Between ‘09 and 2014, Pettis and his cofounders grew MakerBot from three employees to 500. They drove the desktop printer from DIY hackerspace to polished international commodity. Time magazine called the Replicator a top-50 gadget of all time, Colbert interviewed Pettis on Comedy Central, and the White House invited him to hangout. Pettis, Adam Mayer and Zach Smith invented a product that captured the public’s imagination, defined a vertical (3D printing), an industry (21st-century manufacturing) and capitalized on the movement they started. In 2013, Stratasys bought MakerBot for $400+ million.

But scaled doesn’t mean permanent. It turns out most consumers don’t want, need or know how to use additive manufacturing. Pettis told Colbert, you can create everything “from a bath tub plug to a birthday present.” True, though, in reality, plugs are cheap and we grow out of plastic presents when we’re six. Instead of a printer in every house, 3D printing’s gone industrial. Desktop printers are more commonly offered as a service via companies like Voodoo Manufacturing and Shapeways or decentralized on 3D Hubs. Global sales for industrial printers are six times bigger than the consumer market. Stratasys stock is down 88% from a 2014 high of $136. Last year they laid off more than 150 MakerBot employees and moved manufacturing from Brooklyn to China.

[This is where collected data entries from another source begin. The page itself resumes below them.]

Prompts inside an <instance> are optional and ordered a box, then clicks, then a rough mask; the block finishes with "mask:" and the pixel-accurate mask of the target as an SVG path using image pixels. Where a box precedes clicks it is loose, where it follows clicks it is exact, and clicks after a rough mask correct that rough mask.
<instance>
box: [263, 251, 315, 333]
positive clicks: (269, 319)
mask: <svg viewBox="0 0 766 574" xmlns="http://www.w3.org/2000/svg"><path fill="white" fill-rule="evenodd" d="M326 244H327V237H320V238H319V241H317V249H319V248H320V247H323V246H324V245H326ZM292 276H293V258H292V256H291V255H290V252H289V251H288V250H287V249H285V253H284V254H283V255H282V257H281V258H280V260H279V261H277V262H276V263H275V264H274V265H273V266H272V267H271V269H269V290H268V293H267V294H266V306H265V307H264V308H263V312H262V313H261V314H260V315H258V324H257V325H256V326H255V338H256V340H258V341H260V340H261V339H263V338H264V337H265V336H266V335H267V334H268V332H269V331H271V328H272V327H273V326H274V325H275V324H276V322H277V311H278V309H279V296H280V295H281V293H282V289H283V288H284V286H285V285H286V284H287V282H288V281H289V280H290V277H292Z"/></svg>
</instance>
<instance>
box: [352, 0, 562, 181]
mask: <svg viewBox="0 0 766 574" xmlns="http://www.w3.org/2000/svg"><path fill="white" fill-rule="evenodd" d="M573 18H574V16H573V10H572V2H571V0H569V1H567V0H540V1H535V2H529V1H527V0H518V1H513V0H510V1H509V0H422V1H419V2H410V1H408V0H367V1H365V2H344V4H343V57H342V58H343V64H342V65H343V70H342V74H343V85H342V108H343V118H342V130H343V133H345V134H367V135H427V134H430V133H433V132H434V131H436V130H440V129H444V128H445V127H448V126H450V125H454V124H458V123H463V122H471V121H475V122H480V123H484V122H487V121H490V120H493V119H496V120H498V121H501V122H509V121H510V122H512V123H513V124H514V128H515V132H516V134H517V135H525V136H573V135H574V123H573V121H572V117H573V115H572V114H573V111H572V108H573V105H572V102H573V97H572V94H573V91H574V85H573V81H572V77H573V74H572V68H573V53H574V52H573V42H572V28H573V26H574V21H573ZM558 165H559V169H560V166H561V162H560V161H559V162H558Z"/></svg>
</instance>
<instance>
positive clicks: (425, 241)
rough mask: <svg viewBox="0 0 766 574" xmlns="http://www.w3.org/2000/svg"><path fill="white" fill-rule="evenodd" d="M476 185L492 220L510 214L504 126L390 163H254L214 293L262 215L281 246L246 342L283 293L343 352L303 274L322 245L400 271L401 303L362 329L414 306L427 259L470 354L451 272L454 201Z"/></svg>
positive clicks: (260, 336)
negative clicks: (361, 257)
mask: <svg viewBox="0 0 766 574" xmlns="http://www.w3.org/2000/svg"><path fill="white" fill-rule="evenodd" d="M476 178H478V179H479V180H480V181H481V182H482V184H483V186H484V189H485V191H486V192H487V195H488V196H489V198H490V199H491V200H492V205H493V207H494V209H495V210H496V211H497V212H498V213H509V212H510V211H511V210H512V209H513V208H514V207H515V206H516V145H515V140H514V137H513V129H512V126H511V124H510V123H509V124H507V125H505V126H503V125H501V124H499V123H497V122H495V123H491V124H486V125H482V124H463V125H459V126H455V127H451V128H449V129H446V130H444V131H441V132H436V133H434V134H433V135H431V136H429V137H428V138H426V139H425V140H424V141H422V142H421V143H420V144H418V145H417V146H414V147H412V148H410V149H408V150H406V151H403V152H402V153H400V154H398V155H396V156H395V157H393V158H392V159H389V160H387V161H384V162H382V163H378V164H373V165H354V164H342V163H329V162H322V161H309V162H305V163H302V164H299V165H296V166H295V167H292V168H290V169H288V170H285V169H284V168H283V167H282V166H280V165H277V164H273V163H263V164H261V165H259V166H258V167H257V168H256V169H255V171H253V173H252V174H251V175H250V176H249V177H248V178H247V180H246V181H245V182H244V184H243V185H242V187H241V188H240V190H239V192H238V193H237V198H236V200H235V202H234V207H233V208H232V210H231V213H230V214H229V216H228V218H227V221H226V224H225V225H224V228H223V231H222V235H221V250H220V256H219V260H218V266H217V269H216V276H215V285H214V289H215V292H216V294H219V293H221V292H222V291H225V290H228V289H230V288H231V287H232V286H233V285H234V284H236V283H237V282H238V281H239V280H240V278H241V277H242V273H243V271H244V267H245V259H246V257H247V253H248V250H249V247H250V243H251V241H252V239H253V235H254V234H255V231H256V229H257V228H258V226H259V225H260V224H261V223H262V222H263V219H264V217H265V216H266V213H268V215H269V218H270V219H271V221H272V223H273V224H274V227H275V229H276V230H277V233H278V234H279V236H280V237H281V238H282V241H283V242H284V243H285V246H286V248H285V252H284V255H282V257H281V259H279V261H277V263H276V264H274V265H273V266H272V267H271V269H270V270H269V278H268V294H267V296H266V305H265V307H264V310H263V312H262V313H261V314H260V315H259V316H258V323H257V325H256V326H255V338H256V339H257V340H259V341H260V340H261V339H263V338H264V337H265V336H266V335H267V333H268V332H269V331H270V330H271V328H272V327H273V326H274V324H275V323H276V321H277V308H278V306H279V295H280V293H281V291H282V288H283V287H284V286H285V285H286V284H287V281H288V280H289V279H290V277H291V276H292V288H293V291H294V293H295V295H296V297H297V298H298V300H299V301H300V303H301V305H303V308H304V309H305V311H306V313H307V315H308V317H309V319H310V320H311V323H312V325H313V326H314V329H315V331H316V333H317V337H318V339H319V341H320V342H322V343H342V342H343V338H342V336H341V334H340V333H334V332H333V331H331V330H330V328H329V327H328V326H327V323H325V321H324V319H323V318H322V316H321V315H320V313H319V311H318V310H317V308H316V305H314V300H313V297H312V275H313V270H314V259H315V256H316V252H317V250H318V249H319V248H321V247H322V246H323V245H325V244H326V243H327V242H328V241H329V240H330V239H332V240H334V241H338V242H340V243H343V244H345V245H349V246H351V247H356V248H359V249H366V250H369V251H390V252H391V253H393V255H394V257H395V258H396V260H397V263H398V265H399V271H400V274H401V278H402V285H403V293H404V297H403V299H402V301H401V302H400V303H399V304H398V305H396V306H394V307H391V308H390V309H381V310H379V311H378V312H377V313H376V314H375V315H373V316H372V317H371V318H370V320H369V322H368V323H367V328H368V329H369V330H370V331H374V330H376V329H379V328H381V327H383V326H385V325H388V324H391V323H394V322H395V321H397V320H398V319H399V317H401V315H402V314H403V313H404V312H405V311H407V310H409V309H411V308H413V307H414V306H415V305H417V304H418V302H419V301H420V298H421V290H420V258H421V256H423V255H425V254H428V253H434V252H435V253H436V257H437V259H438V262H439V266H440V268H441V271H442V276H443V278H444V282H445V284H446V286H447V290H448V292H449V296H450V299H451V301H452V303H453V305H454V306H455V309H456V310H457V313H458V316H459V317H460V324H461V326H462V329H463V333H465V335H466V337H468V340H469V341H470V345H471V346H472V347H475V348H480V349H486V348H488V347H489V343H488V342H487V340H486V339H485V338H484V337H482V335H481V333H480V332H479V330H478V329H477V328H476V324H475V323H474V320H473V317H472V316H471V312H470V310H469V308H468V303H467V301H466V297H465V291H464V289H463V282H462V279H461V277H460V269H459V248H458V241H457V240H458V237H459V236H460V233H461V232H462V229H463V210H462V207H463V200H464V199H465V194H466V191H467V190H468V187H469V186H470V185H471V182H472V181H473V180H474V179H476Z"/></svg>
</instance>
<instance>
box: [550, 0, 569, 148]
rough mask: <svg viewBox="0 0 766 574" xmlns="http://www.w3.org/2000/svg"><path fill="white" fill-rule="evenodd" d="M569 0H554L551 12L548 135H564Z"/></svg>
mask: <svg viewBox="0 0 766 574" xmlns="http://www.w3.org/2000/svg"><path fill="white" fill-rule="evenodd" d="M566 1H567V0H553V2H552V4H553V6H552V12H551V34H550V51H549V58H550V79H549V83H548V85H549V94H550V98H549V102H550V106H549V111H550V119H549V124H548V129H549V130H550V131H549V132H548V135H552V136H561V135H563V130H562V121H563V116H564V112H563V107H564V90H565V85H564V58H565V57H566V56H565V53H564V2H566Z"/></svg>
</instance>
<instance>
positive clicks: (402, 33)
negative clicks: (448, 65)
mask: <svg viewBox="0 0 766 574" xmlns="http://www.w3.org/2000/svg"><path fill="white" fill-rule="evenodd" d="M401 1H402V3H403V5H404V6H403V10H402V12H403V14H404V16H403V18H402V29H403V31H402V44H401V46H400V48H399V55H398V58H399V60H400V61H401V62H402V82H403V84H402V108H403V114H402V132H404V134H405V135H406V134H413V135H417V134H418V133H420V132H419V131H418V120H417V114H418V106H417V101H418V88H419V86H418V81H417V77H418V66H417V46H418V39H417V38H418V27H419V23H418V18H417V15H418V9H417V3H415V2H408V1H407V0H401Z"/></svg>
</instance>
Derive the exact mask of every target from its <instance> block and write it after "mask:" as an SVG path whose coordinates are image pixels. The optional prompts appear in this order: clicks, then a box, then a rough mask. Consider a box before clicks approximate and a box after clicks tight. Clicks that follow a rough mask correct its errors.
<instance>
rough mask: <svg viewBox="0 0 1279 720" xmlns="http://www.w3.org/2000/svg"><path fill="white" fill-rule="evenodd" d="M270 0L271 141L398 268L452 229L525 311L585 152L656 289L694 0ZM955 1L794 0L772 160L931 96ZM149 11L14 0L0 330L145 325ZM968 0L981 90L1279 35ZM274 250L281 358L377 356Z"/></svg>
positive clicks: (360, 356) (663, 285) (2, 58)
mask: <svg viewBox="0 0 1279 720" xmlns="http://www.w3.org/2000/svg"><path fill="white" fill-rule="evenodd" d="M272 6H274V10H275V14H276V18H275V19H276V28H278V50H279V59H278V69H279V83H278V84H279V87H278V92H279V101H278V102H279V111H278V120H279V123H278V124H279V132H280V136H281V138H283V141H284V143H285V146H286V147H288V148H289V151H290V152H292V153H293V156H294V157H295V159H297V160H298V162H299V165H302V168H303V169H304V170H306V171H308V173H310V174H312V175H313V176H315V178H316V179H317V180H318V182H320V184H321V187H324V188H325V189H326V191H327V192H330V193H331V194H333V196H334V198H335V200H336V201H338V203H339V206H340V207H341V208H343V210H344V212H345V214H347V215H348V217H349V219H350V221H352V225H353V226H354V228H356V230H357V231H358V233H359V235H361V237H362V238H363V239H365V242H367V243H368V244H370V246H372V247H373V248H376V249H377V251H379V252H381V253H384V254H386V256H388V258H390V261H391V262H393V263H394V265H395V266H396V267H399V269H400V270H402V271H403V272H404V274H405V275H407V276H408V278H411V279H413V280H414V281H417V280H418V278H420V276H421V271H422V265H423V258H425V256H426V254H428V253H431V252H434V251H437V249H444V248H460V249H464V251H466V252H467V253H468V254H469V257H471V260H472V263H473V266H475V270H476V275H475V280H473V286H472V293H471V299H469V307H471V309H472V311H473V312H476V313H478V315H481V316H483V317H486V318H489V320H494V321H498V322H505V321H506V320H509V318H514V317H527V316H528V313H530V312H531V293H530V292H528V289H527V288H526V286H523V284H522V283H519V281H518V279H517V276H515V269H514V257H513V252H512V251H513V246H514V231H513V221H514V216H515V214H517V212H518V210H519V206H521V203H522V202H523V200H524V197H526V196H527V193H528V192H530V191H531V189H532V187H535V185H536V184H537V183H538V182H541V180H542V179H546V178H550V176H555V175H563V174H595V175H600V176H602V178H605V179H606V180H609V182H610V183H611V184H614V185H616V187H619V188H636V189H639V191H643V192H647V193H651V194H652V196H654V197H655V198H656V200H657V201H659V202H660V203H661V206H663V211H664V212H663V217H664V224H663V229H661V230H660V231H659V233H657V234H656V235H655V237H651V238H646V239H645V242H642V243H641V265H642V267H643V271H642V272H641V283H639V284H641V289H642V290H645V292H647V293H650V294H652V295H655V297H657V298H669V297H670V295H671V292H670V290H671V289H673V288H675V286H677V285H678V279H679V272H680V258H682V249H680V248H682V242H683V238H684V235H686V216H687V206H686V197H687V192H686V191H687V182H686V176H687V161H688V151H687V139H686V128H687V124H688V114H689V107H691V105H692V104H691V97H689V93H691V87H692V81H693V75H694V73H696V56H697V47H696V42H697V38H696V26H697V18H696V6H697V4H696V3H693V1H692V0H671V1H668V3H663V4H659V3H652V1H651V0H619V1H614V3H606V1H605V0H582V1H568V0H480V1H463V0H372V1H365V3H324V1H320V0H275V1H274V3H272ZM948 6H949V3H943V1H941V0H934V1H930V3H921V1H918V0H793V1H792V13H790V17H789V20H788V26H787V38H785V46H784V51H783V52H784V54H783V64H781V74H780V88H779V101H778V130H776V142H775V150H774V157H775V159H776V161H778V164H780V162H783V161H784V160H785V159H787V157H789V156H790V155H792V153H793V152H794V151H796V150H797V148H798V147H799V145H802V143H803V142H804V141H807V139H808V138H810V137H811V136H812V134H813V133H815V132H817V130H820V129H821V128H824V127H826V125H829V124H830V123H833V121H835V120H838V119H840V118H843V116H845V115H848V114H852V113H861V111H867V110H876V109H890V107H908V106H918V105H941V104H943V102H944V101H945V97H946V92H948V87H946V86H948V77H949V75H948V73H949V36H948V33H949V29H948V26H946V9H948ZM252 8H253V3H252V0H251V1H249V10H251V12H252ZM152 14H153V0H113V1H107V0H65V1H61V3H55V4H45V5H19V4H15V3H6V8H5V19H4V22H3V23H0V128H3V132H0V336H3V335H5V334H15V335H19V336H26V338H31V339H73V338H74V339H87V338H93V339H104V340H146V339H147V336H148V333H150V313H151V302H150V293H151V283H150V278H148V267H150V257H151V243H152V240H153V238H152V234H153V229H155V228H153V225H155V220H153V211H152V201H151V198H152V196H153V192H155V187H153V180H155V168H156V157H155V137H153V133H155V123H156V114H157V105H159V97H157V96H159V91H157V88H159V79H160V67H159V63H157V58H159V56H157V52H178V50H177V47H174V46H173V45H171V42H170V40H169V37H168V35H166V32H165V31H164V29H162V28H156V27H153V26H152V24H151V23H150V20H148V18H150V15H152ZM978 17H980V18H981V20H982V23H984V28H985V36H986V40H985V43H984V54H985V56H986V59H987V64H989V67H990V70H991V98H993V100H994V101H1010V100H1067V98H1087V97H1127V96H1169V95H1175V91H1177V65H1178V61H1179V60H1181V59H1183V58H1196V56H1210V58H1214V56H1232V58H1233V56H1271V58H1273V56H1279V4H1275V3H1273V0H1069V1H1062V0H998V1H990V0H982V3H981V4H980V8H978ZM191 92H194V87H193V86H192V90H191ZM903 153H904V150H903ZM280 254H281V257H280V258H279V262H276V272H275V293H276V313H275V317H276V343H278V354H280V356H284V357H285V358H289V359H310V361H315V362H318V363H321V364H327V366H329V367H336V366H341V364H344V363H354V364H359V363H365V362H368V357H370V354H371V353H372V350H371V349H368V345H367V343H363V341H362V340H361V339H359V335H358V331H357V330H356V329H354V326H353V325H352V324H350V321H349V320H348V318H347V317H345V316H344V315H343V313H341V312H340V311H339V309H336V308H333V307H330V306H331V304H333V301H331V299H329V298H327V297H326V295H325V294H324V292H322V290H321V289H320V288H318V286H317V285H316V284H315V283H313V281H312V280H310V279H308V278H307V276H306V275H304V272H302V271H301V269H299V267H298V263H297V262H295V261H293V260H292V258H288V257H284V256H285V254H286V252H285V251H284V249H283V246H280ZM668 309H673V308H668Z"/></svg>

With Bre & Co., Pettis is starting from scratch and specializing in presents. A block from his office, the team designs heirloom consumer goods out of the company’s workshop. No longer limited by plastic, or by pitching one machine, Bre rapidly expanded into a spectrum of collaborations and materials. The CNC-milled metal Origami Watch and Origami Pen are made in partnership with Kansas City’s Burger & Brown. Jewelry, like the Healing Amulet created with Carlos Zamora, includes rose gold and a pink diamond. Bre & Co. sources maple for their gift boxes from Thomas Edison’s factory in New Jersey. Their teapot is slip-cast out of ceramic and produced with Brooklyn artist Michiko Shimada.

The strategy flies against traditional product-startup strategy. The modern blueprint is to create one product, “perfect” it or cut out a middleman, promote like crazy online, show top-line revenue, raise capital, rapidly expand team, buy subway ads, repeat. (See: Away, Mack Weldon, Parachute, Brooklinen, Casper, Harry’s.) Instead, Pettis invested his own funds, built an 11-person company and opened with a series of diverse products that don’t claim anything except being meaningful and – as long as you don’t break them – permanent. The amulet, for instance, is a gift intended for friends battling cancer. The teapot, a reminder that company is about bringing people together.

Bre & Co. is a welcome break from the product-startup mold and hopefully a new model for New York City manufacturers whether he scales or not.